| > Evidence: How many, many animals live and thrive is deeply immoral by human standards. The fact that non-human animals live an existence of violent survival does not seem to be prima facie evidence for the nonexistence or incoherence of human morality. Human beings are rational animals. The term rational here is being used in a specific and technical sense. Non-human animals are subject to the laws of nature in a manner that acts more directly on their passions. Human beings are also subject to the laws of nature, but the forces of nature are mediated by our rationality. Animal Act: (1) Offspring are hungry (2) brings food to offspring Human Act: (1) Offspring are hungry (2) Reflects and Decides to provide food (3) brings food to offspring An act is deemed immoral if it is a misuse of the rational faculty for ends that are not in conformity with the laws of nature.
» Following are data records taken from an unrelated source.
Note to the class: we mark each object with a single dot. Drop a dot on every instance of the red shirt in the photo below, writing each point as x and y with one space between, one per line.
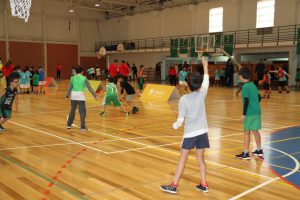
124 70
266 78
113 70
58 67
6 70
172 72
280 73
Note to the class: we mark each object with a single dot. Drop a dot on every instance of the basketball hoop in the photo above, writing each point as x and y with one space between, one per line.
120 48
20 9
101 52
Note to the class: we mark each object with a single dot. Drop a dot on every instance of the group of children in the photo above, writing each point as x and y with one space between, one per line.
30 80
192 112
113 96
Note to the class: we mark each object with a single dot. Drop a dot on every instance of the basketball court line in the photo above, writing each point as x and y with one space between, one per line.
88 142
50 112
157 148
59 137
273 179
176 153
42 176
234 119
286 168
Human Act (immoral): (1) Offspring are hungry (2) Reflects and Decides not to provide food for selfish reasons (3) offspring go hungry Animals suffer but they are not moral agents like human beings since there is no mediating rationality that can be misused for ends that are not in conformity with nature's laws. The phrase Nature's Laws is being used broadly to include physical, biological or evolved social laws intertwined with the essential characteristics of the species. |
You missed the point. Morality is a human invention, much like computers are (albeit philosophical, not physical in nature).
Like computers, it didn't exist before consciousness evolved.
Talking about morality as a universal truth, and there being some invisible scales of justice which will eventually even out is thusly irrational.